È una questione molto delicata. Non è qualcosa che faccio per ragioni legate alle vendite o al marketing. Lo faccio perché i giovani possano vedere una persona neurodivergente che lavora e ha successo come scrittrice. In modo che sappiano che i loro sogni sono importanti e che possono realizzare qualsiasi cosa, specialmente nelle arti. Da bambina non ho mai visto un adulto come me. O meglio, non ne ho visto uno che fosse aperto e orgoglioso di ciò che era. Penso che questo sia molto importante. Quindi, mi rivelo per i miei giovani lettori. Ma solo per loro.
Cosa ti dicono i tuoi lettori, in particolare i più piccoli, dopo aver letto il romanzo?
Amano Addie e Keedie. E vogliono sempre sapere cosa è successo dopo e dove sono adesso i personaggi. Le reazioni più straordinarie sono quelle dei ragazzi che dicono che è il primo libro che hanno letto in vita loro, o che è la prima volta che si sono visti in una storia, nei panni di un'eroina con carattere e passione. Sono stupita di quanti ragazzi l'abbiano apprezzato, così come molte ragazze. È stato fantastico.
Quanto è complicato vivere l'autismo in una pandemia?
È molto difficile.

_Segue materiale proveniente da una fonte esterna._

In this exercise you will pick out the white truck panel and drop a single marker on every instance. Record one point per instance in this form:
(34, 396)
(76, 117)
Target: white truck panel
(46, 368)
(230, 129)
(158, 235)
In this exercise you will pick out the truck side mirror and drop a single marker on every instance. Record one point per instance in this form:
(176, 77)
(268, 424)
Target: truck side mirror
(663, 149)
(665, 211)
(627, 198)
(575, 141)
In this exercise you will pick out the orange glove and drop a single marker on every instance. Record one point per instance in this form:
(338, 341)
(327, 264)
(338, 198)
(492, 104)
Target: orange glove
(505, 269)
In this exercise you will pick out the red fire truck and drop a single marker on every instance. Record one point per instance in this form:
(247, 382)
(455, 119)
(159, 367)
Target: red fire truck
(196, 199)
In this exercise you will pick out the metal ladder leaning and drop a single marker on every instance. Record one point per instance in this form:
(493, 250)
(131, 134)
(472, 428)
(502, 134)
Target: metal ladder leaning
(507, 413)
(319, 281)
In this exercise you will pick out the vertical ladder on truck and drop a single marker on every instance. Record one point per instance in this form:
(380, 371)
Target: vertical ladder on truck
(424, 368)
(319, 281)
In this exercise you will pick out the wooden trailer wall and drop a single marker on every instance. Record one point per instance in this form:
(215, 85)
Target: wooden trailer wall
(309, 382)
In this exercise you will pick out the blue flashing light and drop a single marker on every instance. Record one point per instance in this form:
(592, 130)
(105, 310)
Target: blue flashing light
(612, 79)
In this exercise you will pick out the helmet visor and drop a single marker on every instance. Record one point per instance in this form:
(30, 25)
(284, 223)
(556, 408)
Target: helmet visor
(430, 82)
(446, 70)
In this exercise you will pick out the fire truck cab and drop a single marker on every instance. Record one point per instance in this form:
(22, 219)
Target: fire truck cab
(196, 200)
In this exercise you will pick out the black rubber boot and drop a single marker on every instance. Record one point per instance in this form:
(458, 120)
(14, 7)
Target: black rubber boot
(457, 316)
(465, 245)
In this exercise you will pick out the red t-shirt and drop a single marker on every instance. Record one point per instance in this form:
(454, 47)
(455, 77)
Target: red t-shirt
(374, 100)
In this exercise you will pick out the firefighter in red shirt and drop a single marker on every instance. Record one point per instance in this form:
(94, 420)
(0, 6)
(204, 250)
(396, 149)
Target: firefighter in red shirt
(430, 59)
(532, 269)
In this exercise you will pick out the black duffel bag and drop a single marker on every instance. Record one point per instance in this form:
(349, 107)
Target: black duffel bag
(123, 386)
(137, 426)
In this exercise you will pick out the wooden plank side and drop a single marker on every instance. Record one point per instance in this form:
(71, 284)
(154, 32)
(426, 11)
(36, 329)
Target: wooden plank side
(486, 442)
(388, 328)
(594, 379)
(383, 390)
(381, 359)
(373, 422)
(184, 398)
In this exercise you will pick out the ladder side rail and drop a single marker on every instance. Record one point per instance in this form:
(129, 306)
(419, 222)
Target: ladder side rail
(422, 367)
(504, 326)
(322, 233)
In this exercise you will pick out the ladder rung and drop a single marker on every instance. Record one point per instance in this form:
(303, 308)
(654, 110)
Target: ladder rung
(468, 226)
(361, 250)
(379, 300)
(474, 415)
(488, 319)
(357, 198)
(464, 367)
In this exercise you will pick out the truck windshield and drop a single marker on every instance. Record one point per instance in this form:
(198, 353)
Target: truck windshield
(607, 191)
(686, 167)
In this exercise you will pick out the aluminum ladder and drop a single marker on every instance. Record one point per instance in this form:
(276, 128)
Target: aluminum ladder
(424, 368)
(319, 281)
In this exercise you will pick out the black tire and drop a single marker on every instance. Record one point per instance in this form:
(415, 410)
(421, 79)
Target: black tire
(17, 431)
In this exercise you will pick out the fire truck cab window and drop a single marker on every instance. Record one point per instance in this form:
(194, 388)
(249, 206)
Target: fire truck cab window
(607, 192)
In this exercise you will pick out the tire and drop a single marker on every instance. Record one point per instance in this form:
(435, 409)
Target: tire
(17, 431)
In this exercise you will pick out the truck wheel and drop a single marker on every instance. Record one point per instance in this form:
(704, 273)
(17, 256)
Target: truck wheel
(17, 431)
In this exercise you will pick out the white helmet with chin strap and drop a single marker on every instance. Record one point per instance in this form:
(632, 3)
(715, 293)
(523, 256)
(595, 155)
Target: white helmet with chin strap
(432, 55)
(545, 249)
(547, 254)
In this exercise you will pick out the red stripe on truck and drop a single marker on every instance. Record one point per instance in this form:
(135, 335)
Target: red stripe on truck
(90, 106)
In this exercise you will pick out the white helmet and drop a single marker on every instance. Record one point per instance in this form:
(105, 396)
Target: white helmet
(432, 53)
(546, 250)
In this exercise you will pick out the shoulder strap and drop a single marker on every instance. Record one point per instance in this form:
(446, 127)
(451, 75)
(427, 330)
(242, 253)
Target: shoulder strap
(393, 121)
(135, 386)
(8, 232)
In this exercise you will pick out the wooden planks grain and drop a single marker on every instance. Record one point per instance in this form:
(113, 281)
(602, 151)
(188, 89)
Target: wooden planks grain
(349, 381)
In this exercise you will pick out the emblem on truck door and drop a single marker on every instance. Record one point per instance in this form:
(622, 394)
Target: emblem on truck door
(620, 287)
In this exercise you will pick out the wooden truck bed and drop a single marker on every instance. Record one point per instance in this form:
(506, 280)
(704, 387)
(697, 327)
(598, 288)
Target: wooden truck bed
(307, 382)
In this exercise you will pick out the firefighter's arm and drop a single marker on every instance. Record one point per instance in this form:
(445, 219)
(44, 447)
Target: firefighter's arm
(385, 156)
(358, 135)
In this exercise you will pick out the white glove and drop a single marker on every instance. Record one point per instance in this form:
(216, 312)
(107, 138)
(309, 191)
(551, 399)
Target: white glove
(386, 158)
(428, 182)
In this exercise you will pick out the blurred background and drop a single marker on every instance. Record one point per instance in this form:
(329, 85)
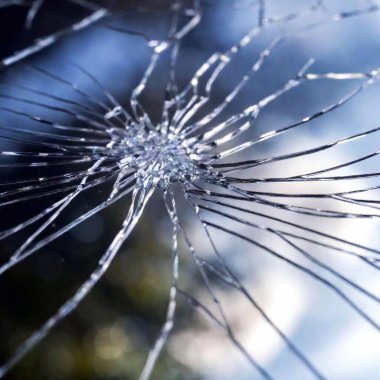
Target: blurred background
(110, 333)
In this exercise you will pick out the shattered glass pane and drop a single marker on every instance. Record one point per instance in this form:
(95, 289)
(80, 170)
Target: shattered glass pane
(224, 155)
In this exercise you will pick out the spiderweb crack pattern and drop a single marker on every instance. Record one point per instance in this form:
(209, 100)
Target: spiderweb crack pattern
(199, 152)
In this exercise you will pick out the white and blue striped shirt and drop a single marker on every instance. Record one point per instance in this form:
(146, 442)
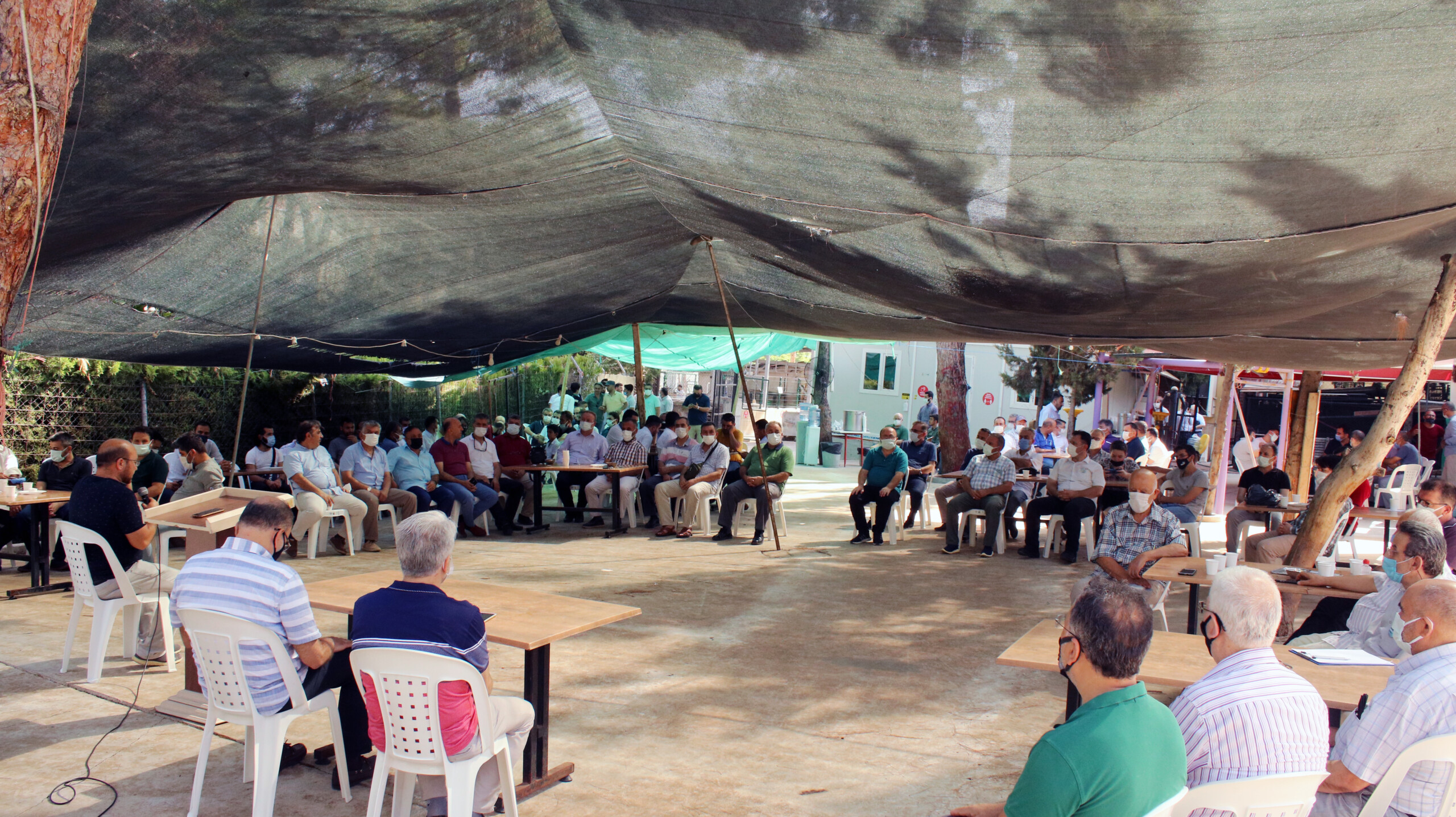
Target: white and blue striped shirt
(241, 579)
(1251, 717)
(1416, 704)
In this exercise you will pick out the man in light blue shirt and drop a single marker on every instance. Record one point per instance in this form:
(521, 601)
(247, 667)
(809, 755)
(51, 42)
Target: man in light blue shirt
(316, 487)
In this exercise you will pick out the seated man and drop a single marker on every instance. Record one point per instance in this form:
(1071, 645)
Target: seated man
(203, 472)
(1251, 715)
(105, 504)
(985, 488)
(628, 452)
(702, 478)
(1417, 702)
(1183, 488)
(880, 480)
(1120, 752)
(59, 472)
(922, 468)
(316, 487)
(586, 446)
(1133, 536)
(415, 613)
(1417, 553)
(277, 600)
(760, 481)
(365, 468)
(1264, 474)
(1075, 486)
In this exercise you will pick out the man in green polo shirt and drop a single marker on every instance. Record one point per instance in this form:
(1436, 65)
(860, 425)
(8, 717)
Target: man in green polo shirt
(1120, 755)
(760, 481)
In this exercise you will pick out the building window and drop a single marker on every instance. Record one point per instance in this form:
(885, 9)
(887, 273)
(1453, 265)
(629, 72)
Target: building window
(880, 372)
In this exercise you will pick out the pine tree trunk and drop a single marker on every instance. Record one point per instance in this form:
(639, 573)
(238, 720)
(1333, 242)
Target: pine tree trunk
(950, 389)
(53, 32)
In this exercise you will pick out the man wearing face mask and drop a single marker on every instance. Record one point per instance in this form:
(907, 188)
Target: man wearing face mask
(1251, 715)
(880, 481)
(763, 483)
(627, 452)
(983, 488)
(365, 468)
(1417, 553)
(1414, 706)
(203, 474)
(277, 600)
(1072, 491)
(1133, 536)
(1120, 753)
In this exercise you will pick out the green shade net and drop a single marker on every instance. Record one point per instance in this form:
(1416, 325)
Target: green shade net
(672, 349)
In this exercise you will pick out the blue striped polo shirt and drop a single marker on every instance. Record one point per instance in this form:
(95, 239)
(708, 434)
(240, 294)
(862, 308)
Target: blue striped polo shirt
(241, 579)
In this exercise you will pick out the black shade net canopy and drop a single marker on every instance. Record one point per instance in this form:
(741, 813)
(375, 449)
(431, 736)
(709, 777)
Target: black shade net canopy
(455, 181)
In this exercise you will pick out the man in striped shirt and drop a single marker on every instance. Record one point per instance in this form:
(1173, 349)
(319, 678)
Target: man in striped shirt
(1417, 702)
(623, 453)
(1251, 715)
(243, 579)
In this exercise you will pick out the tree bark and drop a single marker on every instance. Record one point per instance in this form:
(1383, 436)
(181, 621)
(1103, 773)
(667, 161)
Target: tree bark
(1403, 395)
(950, 388)
(1301, 442)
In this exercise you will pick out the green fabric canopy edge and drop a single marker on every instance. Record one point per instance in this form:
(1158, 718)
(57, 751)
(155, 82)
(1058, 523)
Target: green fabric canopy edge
(667, 347)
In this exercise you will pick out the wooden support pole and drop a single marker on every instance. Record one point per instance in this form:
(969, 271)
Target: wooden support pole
(1403, 395)
(1219, 449)
(1302, 430)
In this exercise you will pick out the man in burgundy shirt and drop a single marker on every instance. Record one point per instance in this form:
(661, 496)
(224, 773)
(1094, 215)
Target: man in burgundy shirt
(516, 453)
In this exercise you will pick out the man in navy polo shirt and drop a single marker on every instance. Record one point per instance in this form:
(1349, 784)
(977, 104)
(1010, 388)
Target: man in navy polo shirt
(415, 613)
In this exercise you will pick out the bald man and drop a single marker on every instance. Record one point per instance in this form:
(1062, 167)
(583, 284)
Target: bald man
(1417, 702)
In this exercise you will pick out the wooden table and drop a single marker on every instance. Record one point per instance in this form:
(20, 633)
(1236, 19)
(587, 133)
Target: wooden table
(617, 474)
(1178, 660)
(526, 619)
(1167, 570)
(38, 553)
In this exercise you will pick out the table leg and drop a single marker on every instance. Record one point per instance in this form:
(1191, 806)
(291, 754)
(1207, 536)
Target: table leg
(1193, 609)
(535, 774)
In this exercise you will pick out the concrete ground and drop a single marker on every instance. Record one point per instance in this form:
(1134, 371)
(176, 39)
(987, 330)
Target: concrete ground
(828, 681)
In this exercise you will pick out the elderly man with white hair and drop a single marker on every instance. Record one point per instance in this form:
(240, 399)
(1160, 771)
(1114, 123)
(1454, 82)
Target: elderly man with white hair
(1251, 715)
(415, 613)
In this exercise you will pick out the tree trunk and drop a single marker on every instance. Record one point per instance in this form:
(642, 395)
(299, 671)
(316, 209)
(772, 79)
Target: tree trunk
(950, 388)
(1299, 461)
(1403, 395)
(41, 44)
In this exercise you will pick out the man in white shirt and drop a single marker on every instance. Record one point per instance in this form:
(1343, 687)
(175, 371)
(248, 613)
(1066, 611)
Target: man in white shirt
(1417, 702)
(1072, 491)
(316, 487)
(1251, 715)
(365, 468)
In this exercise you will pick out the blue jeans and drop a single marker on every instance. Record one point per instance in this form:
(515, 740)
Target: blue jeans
(1184, 513)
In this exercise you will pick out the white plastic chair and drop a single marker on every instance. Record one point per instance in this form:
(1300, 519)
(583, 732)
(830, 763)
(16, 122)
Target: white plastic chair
(1273, 795)
(104, 611)
(1167, 808)
(216, 640)
(311, 540)
(407, 685)
(1441, 749)
(1401, 488)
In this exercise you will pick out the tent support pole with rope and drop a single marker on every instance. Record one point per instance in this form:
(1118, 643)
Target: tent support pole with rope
(758, 443)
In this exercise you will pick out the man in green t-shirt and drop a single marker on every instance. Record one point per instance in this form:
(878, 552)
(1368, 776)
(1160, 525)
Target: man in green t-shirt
(1122, 753)
(760, 481)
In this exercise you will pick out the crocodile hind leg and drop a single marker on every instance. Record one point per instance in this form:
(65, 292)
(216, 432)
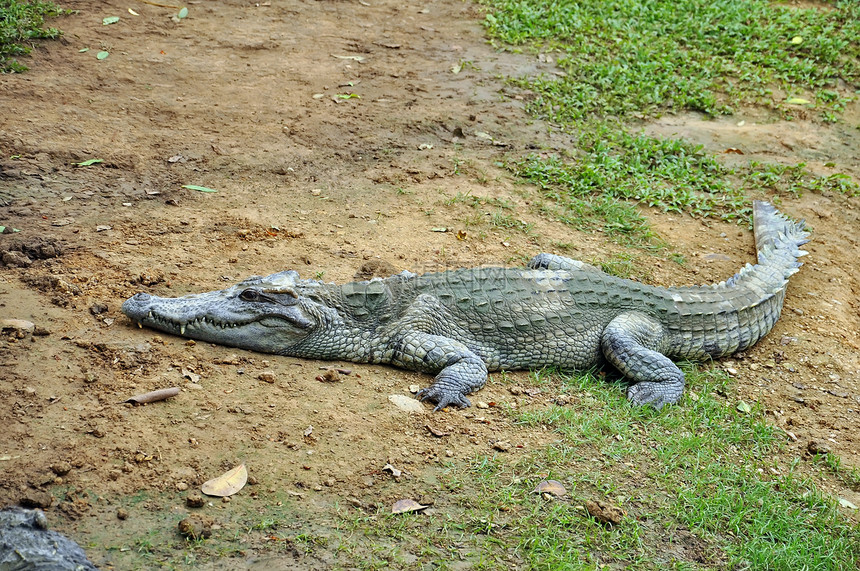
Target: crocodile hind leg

Io elaboro il suono in modo diverso, quindi usare Zoom e partecipare a eventi online è molto impegnativo, perché cerco di elaborare i suoni e di leggere i volti delle persone attraverso uno schermo sfocato. È enormemente difficile, non saprei come dirlo. E non sopporto lo sconvolgimento delle routine e i cambiamenti improvvisi, qui nel Regno Unito. Mi manca vedere gli amici e la famiglia, andare in libreria e al cinema. È dura per tutti in una pandemia, ma penso che lo sia in particolare per le persone neurodivergenti. Dobbiamo già tanto adattarci e cambiare forma per il mondo, e adesso c'è ancora di più da fare.